Pensioners who retired after 2009 will receive a one-time increase of up to $50 in January 2015 to bring their pension up to the level it would have been at if full inflation protection had been provided each year since they retired.
They will also receive slightly higher inflation increases next year for the portion of their pensions earned after 2009. Cost-of-living increases for this portion of pension credit will equal 60% of the annual increase in the Consumer Price Index (CPI), up from the current level of 50%. Pension credit earned before 2010 remains fully inflation protected.
In April, the pension plan reported its first surplus in a decade. A preliminary funding valuation showed the plan was 103% funded at the beginning of this year, assuming reduced levels of inflation protection and current contribution rates. The surplus was the result of a 10.9 per cent return on plan investments in 2013, higher interest rates, and the sponsors' earlier decision to reduce levels of inflation protection for post-2009 credit to deal with recent plan funding shortfalls.

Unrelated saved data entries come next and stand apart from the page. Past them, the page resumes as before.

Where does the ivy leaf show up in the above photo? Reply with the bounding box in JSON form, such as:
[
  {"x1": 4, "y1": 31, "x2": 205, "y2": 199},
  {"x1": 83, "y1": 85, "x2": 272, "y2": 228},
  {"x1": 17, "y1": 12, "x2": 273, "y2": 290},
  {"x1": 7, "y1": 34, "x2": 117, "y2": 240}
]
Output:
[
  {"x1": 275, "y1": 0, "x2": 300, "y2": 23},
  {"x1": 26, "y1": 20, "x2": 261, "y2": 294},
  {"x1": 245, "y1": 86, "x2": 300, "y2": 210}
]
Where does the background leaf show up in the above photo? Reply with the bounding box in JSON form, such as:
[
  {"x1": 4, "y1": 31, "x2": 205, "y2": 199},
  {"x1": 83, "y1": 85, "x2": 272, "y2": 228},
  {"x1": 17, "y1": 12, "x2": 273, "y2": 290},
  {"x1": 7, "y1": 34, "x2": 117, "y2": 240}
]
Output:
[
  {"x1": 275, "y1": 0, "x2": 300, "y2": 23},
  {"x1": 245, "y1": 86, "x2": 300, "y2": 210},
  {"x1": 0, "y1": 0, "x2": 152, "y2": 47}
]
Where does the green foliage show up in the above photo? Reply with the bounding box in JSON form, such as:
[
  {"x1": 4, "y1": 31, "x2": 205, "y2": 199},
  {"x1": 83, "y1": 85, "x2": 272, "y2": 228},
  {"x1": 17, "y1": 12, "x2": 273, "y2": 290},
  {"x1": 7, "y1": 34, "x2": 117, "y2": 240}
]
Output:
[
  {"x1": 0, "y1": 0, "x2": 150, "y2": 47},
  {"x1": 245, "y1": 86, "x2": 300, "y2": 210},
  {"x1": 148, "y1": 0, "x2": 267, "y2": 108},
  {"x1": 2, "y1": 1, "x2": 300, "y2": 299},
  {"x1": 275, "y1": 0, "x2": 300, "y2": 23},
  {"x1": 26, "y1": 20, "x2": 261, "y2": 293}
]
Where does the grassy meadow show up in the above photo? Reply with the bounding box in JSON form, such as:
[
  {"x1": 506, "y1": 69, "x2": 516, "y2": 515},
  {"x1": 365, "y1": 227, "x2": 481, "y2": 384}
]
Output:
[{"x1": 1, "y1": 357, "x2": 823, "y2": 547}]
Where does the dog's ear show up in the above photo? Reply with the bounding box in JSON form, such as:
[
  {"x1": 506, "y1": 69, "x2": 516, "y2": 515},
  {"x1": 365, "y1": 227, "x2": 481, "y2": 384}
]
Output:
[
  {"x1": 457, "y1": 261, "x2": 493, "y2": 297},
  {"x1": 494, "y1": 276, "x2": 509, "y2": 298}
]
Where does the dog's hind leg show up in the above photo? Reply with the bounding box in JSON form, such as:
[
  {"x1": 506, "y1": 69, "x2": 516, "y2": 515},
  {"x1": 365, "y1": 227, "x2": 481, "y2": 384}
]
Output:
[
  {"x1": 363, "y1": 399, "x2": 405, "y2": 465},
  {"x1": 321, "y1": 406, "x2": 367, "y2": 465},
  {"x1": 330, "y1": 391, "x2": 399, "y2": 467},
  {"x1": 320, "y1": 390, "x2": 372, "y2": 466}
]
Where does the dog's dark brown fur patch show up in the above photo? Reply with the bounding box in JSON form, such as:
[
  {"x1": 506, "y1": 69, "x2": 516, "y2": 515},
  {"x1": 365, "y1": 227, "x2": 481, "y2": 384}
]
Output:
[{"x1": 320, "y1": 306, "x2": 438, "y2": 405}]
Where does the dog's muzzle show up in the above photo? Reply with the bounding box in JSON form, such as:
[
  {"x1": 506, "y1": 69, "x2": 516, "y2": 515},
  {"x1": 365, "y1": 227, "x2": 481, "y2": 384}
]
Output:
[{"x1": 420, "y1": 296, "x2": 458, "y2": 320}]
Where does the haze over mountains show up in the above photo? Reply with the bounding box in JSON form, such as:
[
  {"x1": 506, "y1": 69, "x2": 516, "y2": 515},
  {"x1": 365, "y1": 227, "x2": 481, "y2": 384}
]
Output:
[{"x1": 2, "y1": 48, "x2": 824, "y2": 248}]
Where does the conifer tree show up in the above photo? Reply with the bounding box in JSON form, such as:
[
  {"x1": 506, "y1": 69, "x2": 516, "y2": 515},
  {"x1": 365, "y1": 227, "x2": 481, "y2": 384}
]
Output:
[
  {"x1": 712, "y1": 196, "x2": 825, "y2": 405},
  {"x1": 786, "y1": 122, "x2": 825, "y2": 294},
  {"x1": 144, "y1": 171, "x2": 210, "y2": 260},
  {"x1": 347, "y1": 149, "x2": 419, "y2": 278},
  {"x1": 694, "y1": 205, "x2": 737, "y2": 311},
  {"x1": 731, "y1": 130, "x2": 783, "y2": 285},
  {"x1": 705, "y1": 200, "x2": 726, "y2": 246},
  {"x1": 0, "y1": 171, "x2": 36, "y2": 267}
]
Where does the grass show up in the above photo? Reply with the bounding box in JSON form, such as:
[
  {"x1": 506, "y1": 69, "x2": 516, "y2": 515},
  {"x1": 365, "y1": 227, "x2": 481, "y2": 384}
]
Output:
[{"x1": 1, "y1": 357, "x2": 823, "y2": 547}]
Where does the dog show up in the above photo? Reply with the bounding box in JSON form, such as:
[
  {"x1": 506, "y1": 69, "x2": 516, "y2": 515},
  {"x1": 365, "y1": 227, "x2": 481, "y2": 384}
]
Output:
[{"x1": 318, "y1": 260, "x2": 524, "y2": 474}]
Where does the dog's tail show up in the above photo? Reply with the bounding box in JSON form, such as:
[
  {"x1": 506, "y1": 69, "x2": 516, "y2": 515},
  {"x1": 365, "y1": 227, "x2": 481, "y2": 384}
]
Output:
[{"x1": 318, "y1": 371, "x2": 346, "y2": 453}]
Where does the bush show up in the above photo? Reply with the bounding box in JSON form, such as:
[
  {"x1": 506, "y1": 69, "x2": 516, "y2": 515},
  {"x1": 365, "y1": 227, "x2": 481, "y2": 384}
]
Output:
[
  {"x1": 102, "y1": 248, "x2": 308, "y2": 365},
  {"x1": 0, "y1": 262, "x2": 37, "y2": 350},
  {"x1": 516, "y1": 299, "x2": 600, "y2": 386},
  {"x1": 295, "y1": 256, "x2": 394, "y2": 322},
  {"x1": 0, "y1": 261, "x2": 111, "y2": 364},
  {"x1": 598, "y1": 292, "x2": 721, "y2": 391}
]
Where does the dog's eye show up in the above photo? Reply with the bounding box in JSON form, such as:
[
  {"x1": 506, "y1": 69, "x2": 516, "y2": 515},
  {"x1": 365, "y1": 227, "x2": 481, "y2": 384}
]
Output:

Pensioners who retired before 2010 are unaffected by the latest change because pension credit earned before 2010 receives full inflation protection. Working members are also unaffected because inflation increases are determined after retirement.
About Teachers'
With $140.8 billion in net assets as of December 31, 2013, the Ontario Teachers' Pension Plan is the largest single-profession pension plan in Canada. An independent organization, it invests the pension fund's assets and administers the defined benefit pensions of 307,000 active and retired teachers in Ontario.
About OTF
The Ontario Teachers' Federation is the advocate for the teaching profession in Ontario and for its 160,000 teachers. OTF members are full-time, part-time and occasional teachers in all publicly funded schools in the province—elementary, secondary, public, Catholic and francophone.